The IDB Trading Investments Portfolio
The trading investments portfolio of the Inter-American Development Bank works as precautionary source of financing in case access to capital markets is cut or restricted during distress situations. The global financial crisis led to the reduction in the market price of some of the securities in the portfolio. As a result, the Bank registered accounting losses to reflect the lower value for these assets.
However, in the second quarter of 2009, the IDB began reversing some of these market-to-market losses. As a result of the improved performance in the portfolio, the IDB registered an operating income of $1.3 billion in 2009 compared with a loss of $972 million a year earlier.

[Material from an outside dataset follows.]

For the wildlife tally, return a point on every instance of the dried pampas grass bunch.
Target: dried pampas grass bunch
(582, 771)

The improved performance resulted from an increase in the price of assets in the Bank’s trading investments portfolio and repayments at full par value of securities that had been previously marked down. As of the end of December 2009, the portfolio had a net mark-to-market gain of $528 million compared with a net mark-to-market loss of $1.6 billion in 2008.

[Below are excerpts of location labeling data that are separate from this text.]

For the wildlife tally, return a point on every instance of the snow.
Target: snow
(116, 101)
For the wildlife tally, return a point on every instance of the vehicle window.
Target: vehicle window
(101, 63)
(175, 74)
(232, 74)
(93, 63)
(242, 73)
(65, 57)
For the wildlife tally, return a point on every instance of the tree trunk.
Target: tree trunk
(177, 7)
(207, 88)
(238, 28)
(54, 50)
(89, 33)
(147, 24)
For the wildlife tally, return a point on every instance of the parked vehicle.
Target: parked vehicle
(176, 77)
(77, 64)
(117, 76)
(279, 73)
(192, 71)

The losses in the trading investments portfolio had little impact on the Bank’s ability to meet the region’s development needs. The IDB has dramatically increased lending to Latin America and the Caribbean during the global financial crisis.
Throughout the crisis, the IDB has taken actions on its investment portfolio, by adopting more stringent constraints on concentration, term, duration, rating, maturity and issuer limits. In addition, the Bank has improved communication and monitoring of the portfolio’s performance with daily market review meetings and a monthly report for top management and the Audit Committee of the Board of Directors.